PHOENIX — Gov. Jan Brewer on Thursday publicly prodded lawmakers to take up her proposal to revamp state government’s personnel system, warning that she won’t consider Senate Republican bills targeting public employee unions before her own measures win approval.
A day ahead of Brewer’s warning a Senate committee had endorsed four Republican bills that would prohibit collective bargaining with public employees and impose other restrictions on public workers’ unions. The committee acted just two days after the bills were introduced.
Meanwhile, Brewer’s proposal to make sweeping changes in the personnel system, including making it easier to fire workers, has yet to be introduced as legislation.
Brewer doesn’t have a position on the union bills but, according to spokesman Matthew Benson, there’s apparently a misperception that those measures are part of a package with her suggested personnel system changes.
“Personnel reform is her priority,” Benson told The Associated Press, adding later, “she has been patient for more than a year.”
Sen. Rick Murphy, sponsor of the collective bargaining bill, said he didn’t understand why Brewer’s office was prodding the Legislature.
Murphy, a Peoria Republican, is chairman of the committee that probably would consider the personnel changes.

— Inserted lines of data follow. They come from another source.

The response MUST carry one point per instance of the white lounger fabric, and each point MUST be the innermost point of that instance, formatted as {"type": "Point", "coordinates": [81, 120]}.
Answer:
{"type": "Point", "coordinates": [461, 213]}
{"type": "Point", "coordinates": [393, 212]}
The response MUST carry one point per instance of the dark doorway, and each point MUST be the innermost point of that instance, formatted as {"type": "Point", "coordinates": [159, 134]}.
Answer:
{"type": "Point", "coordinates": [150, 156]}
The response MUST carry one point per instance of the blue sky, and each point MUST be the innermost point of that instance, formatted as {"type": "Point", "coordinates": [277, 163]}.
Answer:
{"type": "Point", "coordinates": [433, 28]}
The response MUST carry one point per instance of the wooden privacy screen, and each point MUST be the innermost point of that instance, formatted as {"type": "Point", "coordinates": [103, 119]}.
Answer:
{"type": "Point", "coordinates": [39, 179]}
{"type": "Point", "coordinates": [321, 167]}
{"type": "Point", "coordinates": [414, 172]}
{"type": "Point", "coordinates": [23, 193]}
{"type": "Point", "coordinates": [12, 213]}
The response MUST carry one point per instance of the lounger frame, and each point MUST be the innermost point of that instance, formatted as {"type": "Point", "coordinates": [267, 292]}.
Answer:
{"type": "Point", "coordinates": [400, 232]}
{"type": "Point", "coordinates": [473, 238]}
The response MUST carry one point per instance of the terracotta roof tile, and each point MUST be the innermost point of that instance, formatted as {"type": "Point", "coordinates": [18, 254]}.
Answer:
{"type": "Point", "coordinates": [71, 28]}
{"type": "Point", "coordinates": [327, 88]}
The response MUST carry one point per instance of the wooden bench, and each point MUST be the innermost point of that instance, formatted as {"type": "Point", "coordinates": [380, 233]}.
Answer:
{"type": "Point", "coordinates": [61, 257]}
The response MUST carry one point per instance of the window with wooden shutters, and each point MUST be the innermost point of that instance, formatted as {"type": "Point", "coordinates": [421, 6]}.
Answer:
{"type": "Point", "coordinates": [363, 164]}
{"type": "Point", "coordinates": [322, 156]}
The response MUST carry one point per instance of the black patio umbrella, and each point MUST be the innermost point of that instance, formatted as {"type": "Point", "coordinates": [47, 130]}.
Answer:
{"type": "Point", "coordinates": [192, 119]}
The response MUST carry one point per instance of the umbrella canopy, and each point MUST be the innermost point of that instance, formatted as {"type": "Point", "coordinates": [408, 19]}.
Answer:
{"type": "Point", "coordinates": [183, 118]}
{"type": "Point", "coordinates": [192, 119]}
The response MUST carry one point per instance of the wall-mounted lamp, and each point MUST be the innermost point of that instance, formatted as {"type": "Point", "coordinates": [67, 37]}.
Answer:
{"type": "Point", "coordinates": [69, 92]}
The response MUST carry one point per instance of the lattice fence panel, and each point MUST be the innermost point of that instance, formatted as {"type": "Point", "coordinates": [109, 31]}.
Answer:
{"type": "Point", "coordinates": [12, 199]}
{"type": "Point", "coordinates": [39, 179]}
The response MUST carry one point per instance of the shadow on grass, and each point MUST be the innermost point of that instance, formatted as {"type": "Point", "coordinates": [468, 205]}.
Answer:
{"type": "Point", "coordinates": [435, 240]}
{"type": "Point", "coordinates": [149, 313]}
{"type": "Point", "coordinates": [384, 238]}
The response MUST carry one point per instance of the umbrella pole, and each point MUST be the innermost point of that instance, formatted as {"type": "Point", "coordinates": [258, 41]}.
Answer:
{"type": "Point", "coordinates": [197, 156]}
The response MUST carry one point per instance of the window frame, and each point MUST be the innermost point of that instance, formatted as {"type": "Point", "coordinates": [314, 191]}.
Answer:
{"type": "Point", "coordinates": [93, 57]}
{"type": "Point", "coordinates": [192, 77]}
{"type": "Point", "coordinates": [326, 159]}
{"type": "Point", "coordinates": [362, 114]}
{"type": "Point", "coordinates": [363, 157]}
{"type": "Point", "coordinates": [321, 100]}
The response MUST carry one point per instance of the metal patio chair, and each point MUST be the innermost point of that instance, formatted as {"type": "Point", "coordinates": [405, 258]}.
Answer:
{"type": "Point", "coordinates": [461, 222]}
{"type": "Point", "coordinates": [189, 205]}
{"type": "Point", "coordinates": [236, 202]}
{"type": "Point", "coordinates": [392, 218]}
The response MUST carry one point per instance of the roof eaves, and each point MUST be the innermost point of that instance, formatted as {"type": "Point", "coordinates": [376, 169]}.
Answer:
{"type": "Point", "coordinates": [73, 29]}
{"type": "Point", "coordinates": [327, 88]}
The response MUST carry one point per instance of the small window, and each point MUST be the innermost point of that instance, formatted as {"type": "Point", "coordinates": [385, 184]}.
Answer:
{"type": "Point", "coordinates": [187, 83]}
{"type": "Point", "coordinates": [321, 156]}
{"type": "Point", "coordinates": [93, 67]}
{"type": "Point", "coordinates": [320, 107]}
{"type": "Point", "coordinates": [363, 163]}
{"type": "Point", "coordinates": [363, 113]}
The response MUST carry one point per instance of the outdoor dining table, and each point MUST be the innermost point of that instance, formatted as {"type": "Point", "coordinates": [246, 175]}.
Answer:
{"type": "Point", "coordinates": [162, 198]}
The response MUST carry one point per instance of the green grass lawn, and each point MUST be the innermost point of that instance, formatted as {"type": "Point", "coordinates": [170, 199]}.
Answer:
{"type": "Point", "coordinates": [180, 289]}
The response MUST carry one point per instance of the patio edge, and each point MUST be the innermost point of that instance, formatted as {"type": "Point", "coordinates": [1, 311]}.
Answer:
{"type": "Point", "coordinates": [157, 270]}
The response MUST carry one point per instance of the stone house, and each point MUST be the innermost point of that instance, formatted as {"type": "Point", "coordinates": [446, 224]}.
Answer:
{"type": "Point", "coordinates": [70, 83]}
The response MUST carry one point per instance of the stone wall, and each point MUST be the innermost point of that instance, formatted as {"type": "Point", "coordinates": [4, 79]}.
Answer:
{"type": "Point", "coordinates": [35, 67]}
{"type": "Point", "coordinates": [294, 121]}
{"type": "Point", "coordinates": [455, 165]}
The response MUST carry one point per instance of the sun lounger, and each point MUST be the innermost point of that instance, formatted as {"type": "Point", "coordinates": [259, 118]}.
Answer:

“I have not heard one word from her or her staff about the bill, about the contents, about possibly sponsoring it — nothing, not a peep, not a word, nothing. So they’re not searching very hard” for a sponsor, Murphy said. “I don’t know what game they’re playing but they’re not trying very hard to find a sponsor as far as I can tell.”
Brewer first floated her personnel proposal privately to majority Republican legislators last spring, but legislative leaders said it was too late to consider the proposal in the 2011 session and the plan was never formally introduced.
Apparently hinting at a possible veto, the union bills should not arrive at the governor’s desk before legislation on Brewer’s personnel system proposal, Benson said.
The Senate’s regular deadline to introduce bills was Monday and the House’s deadline is next Monday, but new legislation still can be proposed after that by substituting it for provisions in a bill already introduced
Brewer highlighted the personnel system proposal in her State of the State speech in January and is now getting impatient, Benson said.
Brewer contends the personnel changes would make state government more efficient and productive. Critics say her changes would open the door to political cronyism in state hiring.
The legislative bills on public employee unions are similar to measures championed by Republican governors and legislators in other states, including New Hampshire, Ohio and Wisconsin
The Arizona bills include one to prohibit allowing government workers to pay union dues through paycheck withholding.